Keith Weiner: Yeah, absolutely. I founded a nonprofit called the Gold Standard Institute, 501 C3. And then at the same time, around the same time, I founded Monetary Metals, which is a for profit. And I thought that there would be kind of two arms of the pincers to attack this problem, one on a little bit more education outreach, definitely not grassroots organization, and then the other obviously offering a value proposition. And most of my energies now are focused on the for profit side, I guess partly because making money is good and there’s always that. But I think also I just got frustrated with the glacial pace of progress. And I’ve spoken to legislators in a lot of different States and also MPs and other legislators globally, and some central bankers globally, too, and just walking away with a sense of even if they personally agree, I know some central bankers that are big fans of my work and subscribers and have been for years. Oh, yeah. Whenever you write about our country or whatever, we pass the articles around and they’re well read and well like you’re respected around here, Keith. Does that mean there’s going to be any kind of gold related anything, even the word gold being uttered… by no way.

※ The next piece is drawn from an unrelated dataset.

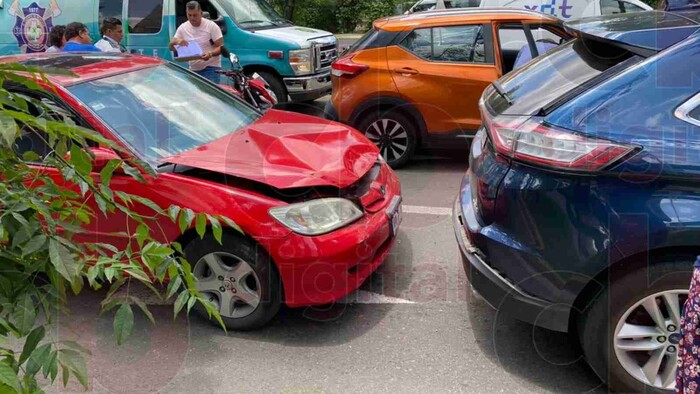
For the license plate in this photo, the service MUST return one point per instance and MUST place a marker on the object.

Not in a million years. Partly because I’m not dealing with the people that are the J Powells or the equivalent at the top. I’m dealing with people one or two layers below that and they know that it would be career suicide for them to talk about gold, at least in a professional context, so they can get together if I haven’t been visiting and have a beer with me and talk about it, but not officially, but it’s an interesting thing. We’ll see if inflation or whatever other drivers may continue to raise awareness and consciousness for gold, which is kind of both a good and a bad thing. It’s like, okay, awareness is going up, that’s a good thing, but awareness is going up because the world is headed in such a horrible direction. I guess I’m reminded of a Frodo saying to Gandalf, I wish I hadn’t lived to see such times. Okay, I get to be hero and do all these things, but man, it would have been helpful. I’ve easier if I could just stay in back end and enjoy life. Those are the times we’re in. Well, thanks for coming on the show. This has been very interesting to me and I hope very interesting to our subscribers and listeners. This is Stefan Gleason, who’s the founder and President/CEO of Money Metals Exchange, who is a client of Monetary Metals and has an open lease deal at the moment for silver.